Nakajima E8N, “Dave”, c. 1935-45.

“The Hansa-Brandenburg W.29 was a German two-seat fighter floatplane which served in the closing months of World War I with the Imperial German Navy’s Naval Air Service (Marine-Fliegerabteilung) from bases on the North Sea coast. After the Armistice in 1918, some examples were turned over to the victorious Allies for evaluation.

“The Royal Danish Navy purchased at least three aircraft by 1919 and built more under license which were phased out of service in 1930. Some aircraft sold on the civilian market after being discarded by the military were used as mail planes and fishery spotting duties. Other were modified with a passenger cabin replacing the aft cockpit.
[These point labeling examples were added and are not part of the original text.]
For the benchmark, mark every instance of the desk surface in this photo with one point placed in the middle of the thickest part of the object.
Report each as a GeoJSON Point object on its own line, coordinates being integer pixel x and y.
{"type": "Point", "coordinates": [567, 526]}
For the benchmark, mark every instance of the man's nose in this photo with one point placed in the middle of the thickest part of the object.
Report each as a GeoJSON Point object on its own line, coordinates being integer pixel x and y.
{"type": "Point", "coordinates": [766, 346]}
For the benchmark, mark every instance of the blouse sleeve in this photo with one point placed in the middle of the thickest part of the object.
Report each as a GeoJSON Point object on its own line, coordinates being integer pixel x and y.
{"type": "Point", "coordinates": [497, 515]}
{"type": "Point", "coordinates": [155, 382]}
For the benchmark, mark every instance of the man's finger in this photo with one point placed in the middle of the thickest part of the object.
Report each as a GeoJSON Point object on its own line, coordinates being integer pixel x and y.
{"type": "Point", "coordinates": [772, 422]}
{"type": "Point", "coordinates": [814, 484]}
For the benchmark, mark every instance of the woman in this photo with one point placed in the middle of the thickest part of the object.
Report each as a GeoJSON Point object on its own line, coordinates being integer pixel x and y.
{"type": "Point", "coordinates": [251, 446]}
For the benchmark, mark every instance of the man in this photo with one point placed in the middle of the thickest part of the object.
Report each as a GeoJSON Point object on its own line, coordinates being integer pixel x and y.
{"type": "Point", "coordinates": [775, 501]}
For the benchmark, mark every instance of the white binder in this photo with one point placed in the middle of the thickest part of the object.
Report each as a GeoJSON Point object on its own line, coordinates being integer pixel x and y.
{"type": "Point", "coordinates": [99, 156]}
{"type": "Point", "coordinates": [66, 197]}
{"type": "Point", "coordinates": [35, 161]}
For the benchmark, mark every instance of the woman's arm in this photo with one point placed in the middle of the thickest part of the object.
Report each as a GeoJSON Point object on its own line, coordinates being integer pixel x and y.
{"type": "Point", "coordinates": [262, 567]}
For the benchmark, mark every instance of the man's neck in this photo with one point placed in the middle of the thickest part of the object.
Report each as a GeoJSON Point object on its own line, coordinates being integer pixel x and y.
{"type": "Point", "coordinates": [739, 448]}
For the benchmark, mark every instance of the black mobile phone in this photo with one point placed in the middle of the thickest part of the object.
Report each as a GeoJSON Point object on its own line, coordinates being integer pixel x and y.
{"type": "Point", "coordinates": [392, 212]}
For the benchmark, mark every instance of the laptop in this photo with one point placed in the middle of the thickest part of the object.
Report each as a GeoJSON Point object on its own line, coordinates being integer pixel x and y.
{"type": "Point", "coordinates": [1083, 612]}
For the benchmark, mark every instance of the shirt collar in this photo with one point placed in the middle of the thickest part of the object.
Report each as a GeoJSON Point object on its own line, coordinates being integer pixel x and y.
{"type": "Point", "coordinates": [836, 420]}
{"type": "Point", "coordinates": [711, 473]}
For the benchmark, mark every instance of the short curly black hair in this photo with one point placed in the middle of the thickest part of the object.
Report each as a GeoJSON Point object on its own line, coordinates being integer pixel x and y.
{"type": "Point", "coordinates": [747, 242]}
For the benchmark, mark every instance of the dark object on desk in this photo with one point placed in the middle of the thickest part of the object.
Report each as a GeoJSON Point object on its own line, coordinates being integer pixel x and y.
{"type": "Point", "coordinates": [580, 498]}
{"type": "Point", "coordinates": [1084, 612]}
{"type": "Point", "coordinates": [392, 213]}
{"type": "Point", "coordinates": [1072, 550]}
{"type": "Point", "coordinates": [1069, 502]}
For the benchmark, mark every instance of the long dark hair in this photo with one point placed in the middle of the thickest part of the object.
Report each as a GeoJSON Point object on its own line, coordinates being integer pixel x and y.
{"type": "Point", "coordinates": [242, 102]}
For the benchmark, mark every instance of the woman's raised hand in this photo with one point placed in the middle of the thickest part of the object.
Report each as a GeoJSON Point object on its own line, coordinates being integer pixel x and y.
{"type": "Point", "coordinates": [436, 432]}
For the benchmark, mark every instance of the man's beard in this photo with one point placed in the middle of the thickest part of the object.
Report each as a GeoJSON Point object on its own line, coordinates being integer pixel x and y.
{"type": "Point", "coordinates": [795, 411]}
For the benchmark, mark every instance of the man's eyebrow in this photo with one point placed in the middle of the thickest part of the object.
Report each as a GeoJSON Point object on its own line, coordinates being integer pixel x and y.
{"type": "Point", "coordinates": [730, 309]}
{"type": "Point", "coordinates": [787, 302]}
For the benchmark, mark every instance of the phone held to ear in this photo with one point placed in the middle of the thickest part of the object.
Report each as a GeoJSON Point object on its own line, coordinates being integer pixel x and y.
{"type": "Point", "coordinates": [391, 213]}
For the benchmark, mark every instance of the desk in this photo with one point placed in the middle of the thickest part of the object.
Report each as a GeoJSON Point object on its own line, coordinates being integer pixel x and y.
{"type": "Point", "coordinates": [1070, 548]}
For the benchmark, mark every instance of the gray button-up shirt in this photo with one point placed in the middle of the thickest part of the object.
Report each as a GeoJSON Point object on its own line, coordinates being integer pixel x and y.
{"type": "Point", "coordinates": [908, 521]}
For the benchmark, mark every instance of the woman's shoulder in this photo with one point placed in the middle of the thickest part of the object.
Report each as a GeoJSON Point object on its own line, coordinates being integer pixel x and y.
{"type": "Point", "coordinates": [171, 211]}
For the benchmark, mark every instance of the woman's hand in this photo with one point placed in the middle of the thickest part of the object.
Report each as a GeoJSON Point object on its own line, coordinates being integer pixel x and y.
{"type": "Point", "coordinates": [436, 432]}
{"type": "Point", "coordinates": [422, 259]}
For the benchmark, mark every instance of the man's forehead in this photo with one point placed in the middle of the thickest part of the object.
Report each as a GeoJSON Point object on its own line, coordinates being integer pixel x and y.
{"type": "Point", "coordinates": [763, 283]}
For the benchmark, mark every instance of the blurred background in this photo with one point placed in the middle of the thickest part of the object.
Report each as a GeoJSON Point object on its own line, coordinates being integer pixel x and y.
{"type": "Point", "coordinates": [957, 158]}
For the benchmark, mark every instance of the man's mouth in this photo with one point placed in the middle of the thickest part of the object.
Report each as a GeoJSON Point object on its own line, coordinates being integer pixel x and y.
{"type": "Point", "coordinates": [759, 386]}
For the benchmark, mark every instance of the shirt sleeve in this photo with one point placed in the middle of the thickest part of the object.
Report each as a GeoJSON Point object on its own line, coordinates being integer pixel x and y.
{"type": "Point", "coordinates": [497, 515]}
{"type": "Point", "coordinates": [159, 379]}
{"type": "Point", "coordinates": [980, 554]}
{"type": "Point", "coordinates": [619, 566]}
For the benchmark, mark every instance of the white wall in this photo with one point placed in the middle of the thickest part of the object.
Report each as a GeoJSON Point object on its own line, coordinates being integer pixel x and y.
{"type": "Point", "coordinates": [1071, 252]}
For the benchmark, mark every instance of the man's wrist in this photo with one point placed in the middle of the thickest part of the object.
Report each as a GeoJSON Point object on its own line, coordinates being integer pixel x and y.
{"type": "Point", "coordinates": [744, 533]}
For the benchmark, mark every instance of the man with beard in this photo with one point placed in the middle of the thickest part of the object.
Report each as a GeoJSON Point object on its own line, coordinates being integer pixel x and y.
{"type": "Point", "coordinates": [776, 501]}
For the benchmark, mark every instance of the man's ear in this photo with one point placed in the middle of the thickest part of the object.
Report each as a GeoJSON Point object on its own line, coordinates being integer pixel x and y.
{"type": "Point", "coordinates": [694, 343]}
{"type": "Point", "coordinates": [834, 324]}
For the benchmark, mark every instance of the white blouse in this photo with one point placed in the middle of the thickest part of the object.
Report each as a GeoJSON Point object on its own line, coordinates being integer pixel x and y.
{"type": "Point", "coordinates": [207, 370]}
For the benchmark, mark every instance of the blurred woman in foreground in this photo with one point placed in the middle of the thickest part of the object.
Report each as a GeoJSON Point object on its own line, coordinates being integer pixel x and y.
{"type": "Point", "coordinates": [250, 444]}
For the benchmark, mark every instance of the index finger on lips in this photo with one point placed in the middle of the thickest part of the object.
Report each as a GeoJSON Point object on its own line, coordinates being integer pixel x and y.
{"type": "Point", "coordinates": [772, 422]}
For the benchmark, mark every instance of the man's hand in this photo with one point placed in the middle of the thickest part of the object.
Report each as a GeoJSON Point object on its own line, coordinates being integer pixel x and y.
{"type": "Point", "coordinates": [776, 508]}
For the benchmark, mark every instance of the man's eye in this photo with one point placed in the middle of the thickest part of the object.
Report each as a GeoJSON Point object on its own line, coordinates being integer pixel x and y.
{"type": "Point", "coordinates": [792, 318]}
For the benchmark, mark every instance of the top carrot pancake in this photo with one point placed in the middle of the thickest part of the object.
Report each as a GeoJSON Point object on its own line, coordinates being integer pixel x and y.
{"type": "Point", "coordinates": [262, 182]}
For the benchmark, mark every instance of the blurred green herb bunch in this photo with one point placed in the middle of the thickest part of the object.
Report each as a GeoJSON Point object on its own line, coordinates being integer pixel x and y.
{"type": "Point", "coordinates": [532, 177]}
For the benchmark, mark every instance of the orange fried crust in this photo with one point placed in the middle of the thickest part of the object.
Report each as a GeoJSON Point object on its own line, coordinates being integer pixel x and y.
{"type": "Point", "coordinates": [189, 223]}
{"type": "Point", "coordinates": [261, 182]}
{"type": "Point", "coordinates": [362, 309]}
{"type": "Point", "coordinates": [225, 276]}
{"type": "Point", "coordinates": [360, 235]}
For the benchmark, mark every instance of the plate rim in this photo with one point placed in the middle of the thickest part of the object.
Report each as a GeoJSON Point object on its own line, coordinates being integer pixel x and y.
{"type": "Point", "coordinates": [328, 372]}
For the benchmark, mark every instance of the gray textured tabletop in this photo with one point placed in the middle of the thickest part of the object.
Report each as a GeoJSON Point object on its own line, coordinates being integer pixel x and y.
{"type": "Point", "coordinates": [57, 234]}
Only the Imperial Japanese Navy ordered copies into production which remained in service until the early 1930s.

“The I.J.N. aircraft were produced as the ‘Hansa-type Reconnaissance Seaplane’ by the Aichi Aircraft Co. and the Nakajima Aircraft Co. as a replacement for the Yokosuka Ro-go Ko-gata floatplane, beginning in 1924. Although the dimensions of the Japanese Hansas were almost identical to those of the W.29, the floatplane was disliked by the Japanese pilots. They complained of poor downward visibility, poor directional control on the water, that it was difficult to land and was less maneuverable than the Yokosuka floatplane.

“Despite the problems the Hansas were used by the seaplane carrier Wakamiya in exercises in 1924 and 1925 and aboard battleships and light cruisers. They remained in front-line service until May 1929 and into the early 1930s as training aircraft. Some survivors were then sold on the civilian market and used as mail planes, for fish spotting duties and as transports, modified with a four-passenger cabin replacing the rear cockpit.”